L’Algérie face à son pire scénario sécuritaire

Aucun pays voisin ne suit avec autant d’inquiétude l’effondrement du Mali que l’Algérie. Alger partage une frontière poreuse et étendue avec le Mali, utilisée depuis des décennies comme corridor pour le trafic d’armes, de stupéfiants, les flux migratoires et le recrutement de miliciens. Les autorités algériennes savent, par expérience amère, que les crises sécuritaires non maîtrisées ne restent pas confinées. Elles débordent, s’étendent et s’aggravent.

L’ironie de la situation actuelle est frappante. Alger s’était positionné comme médiateur régional indispensable, notamment en négociant l’accord de paix d’Alger en 2015 entre Bamako et les factions touarègues. Cet accord a volé en éclats début 2024, lorsque la junte malienne s’en est officiellement retirée — une décision perçue à Alger comme un rejet délibéré. Les tensions se sont encore aggravées en mars 2025, lorsque des forces algériennes ont abattu un drone malien près de la frontière commune, déclenchant une rupture diplomatique avec Bamako et ses alliés du Burkina Faso et du Niger, tous trois membres de l’Alliance des États du Sahel pro-russe.

L’Algérie se retrouve aujourd’hui diplomatiquement marginalisée d’une crise qui la menace directement. Elle ne peut imposer de solution au Mali. Elle ne peut plus compter sur une coopération avec un régime qui la considère avec hostilité. Pourtant, elle ne peut ignorer la suite des événements, car les alternatives — comme l’installation de sanctuaires armés permanents le long de sa frontière sud — représentent une menace existentielle pour sa propre sécurité intérieure.

Le ministre algérien des Affaires étrangères, Ahmed Attaf, a récemment adopté un ton ferme en public, réaffirmant son soutien à l’intégrité territoriale du Mali et condamnant sans ambiguïté le terrorisme. Mais les déclarations de principes ne suffisent plus : l’absence de canaux diplomatiques fonctionnels rend toute action concrète impossible.

L’absence des États-Unis : un vide comblé par d’autres puissances

L’effondrement du Sahel est aussi le récit d’une présence américaine en retrait. Les États-Unis ont réduit leur empreinte contre-terroriste en Afrique de l’Ouest sous la pression des gouvernements régionaux alignés sur Moscou, sans proposer de stratégie alternative cohérente. Le résultat ? Un vide de pouvoir comblé en partie par la Russie via des contrats militaires, et plus largement par les réseaux islamistes à travers des services de gouvernance, des taxes et des recrutements dans les zones abandonnées par l’État.
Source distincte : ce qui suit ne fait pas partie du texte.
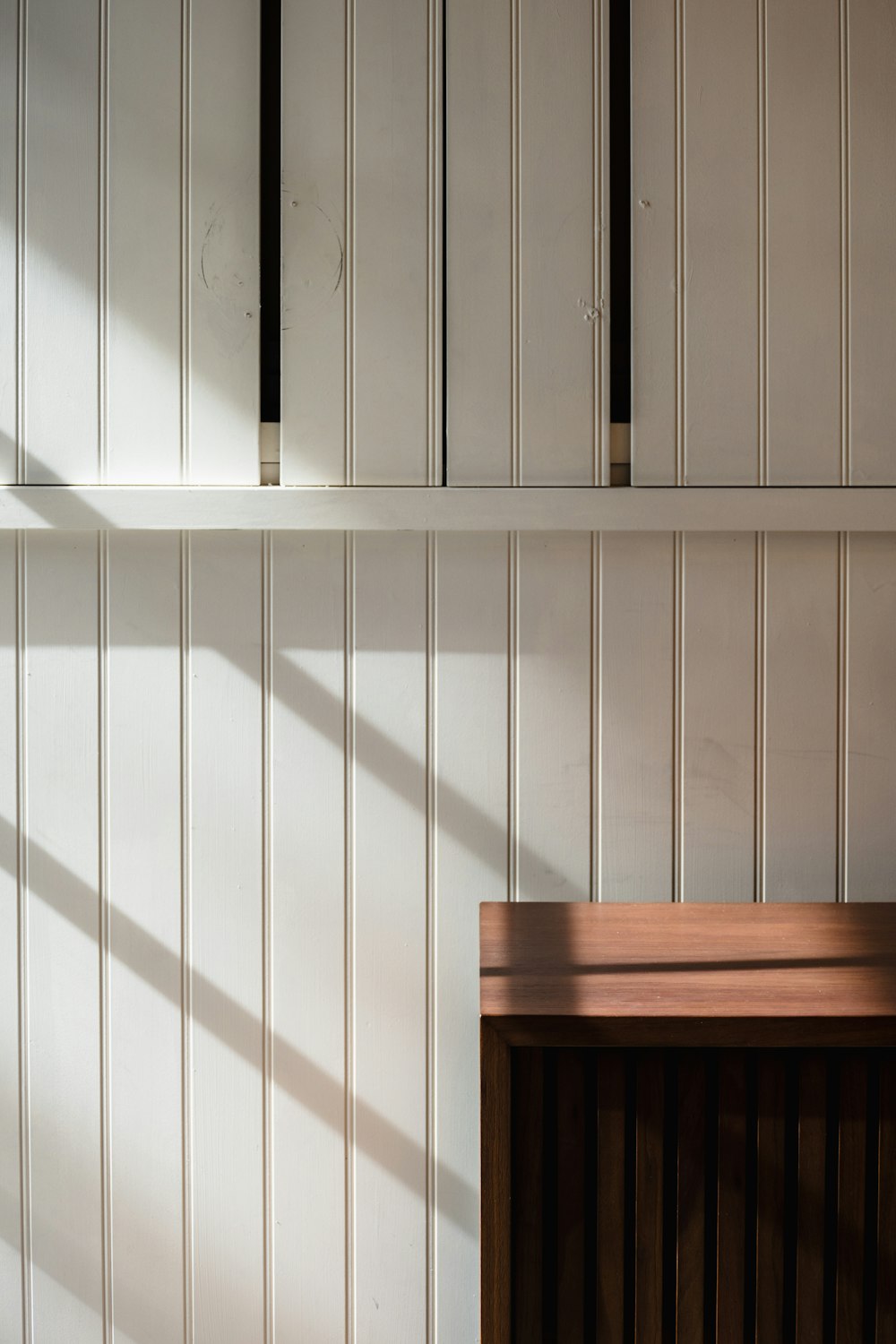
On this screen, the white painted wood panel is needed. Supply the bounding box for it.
[599,532,675,900]
[512,532,592,900]
[349,537,433,1344]
[186,534,266,1344]
[447,0,610,486]
[762,534,840,900]
[282,0,442,486]
[430,534,508,1340]
[847,535,896,900]
[764,0,848,486]
[25,534,103,1344]
[0,538,27,1344]
[848,0,896,486]
[677,532,756,900]
[106,0,185,483]
[20,0,102,484]
[270,532,347,1341]
[106,532,184,1344]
La leçon que le Mali écrit en temps réel devrait retenir l’attention de Washington. Les partenariats militaires, le partage de renseignements et une pression contre-terroriste durable ne sont pas des options pour la stabilité régionale. Ce sont des conditions préalables. Lorsqu’ils disparaissent, le vide ne reste pas neutre. Il se remplit — souvent au profit d’acteurs hostiles.

Trois scénarios possibles pour l’avenir du Mali et leurs implications

Trois évolutions majeures semblent désormais envisageables. Premièrement, la junte malienne pourrait négocier un accord politique avec les factions touarègues, stoppant l’avancée militaire au prix de concessions territoriales importantes. Deuxièmement, elle pourrait renforcer son approche militaire, s’appuyant sur le soutien aérien et terrestre russe pour tenter de reprendre le nord, avec des perspectives incertaines. Troisièmement, elle pourrait poursuivre sa stratégie actuelle de repli tactique tout en maintenant une façade de légitimité, jusqu’à ce que Bamako elle-même devienne un enjeu disputé.

L’Algérie observe ces trois scénarios avec une appréhension croissante. L’implosion du Sahel n’est plus une préoccupation humanitaire lointaine. Elle frappe aux portes de son territoire.